At some time between 300 and 250 B.C. Manetho, an Egyptian priest, wrote a list of 31 Egyptian dynasties of kings. Greece ruled the world at the time, and Manetho wanted to prove that Egypt previously had been a great nation also. So he wrote these king lists.
But certain facts need to be kept in mind:
1 - It is well-known among historians that ancient Egyptian writers frequently exaggerated, or lied outright, when it best served their purposes. They slanted information to magnify the greatness of their rulers and nation. Egyptian stone monuments, for example, gloated over victories and never mentioned defeats.
2 - All we have from Manetho are these king lists. Fortunately, we have two copies of his lists. But having two copies only adds to the problem,for the two lists do not agree with one another! The number of years assigned to each king, and time covered by each dynasty, is different in the two lists. Yet ancient dating is keyed to Manetho's king lists!
3 - The lists seem to deal with two simultaneously reigning sets of kings. (It is well-known that ancient Egypt was divided into "Upper Egypt" and "Lower Egypt.") If one set of rulers were reigning when the other was, this fact alone would divide in half the total length of years in which those early Egyptian kings reigned.

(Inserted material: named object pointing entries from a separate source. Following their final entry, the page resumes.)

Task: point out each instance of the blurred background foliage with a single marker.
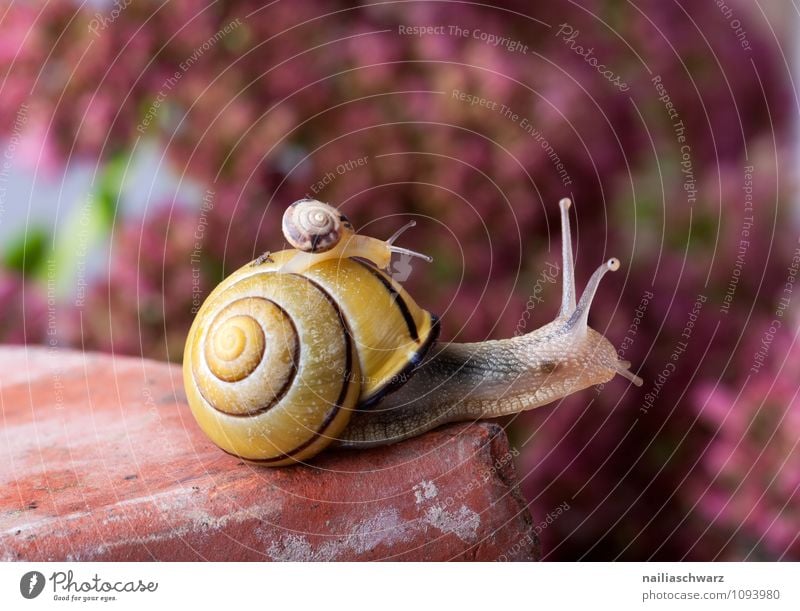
(161, 142)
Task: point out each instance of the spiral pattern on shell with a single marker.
(312, 226)
(270, 367)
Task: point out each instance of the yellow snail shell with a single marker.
(275, 363)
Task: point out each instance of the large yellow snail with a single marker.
(317, 345)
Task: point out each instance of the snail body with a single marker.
(303, 349)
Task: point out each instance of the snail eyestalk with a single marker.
(405, 251)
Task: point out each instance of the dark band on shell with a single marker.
(312, 226)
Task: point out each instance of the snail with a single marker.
(316, 346)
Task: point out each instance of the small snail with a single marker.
(316, 345)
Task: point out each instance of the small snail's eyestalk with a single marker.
(406, 251)
(321, 232)
(568, 273)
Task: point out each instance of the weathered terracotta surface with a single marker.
(101, 460)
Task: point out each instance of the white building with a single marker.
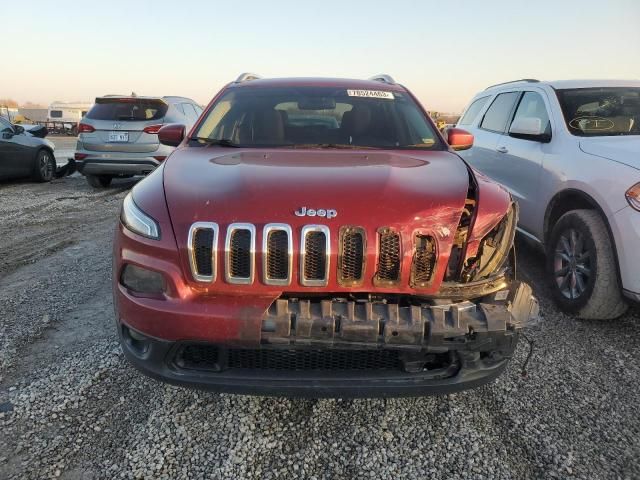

4 - A number of scholars believe that Manetho fabricated names, events, numbers, and history, as did many ancient Egyptian pharoahs and historians, in order to glorify the nation and its rulers.
5 - Manetho, living about 250 B.C., prepared king lists which are unlike anything written earlier. Many of those names we cannot compare with anything! There is no indication they have ever existed. All we have is Manetho's assurance that they were once alive.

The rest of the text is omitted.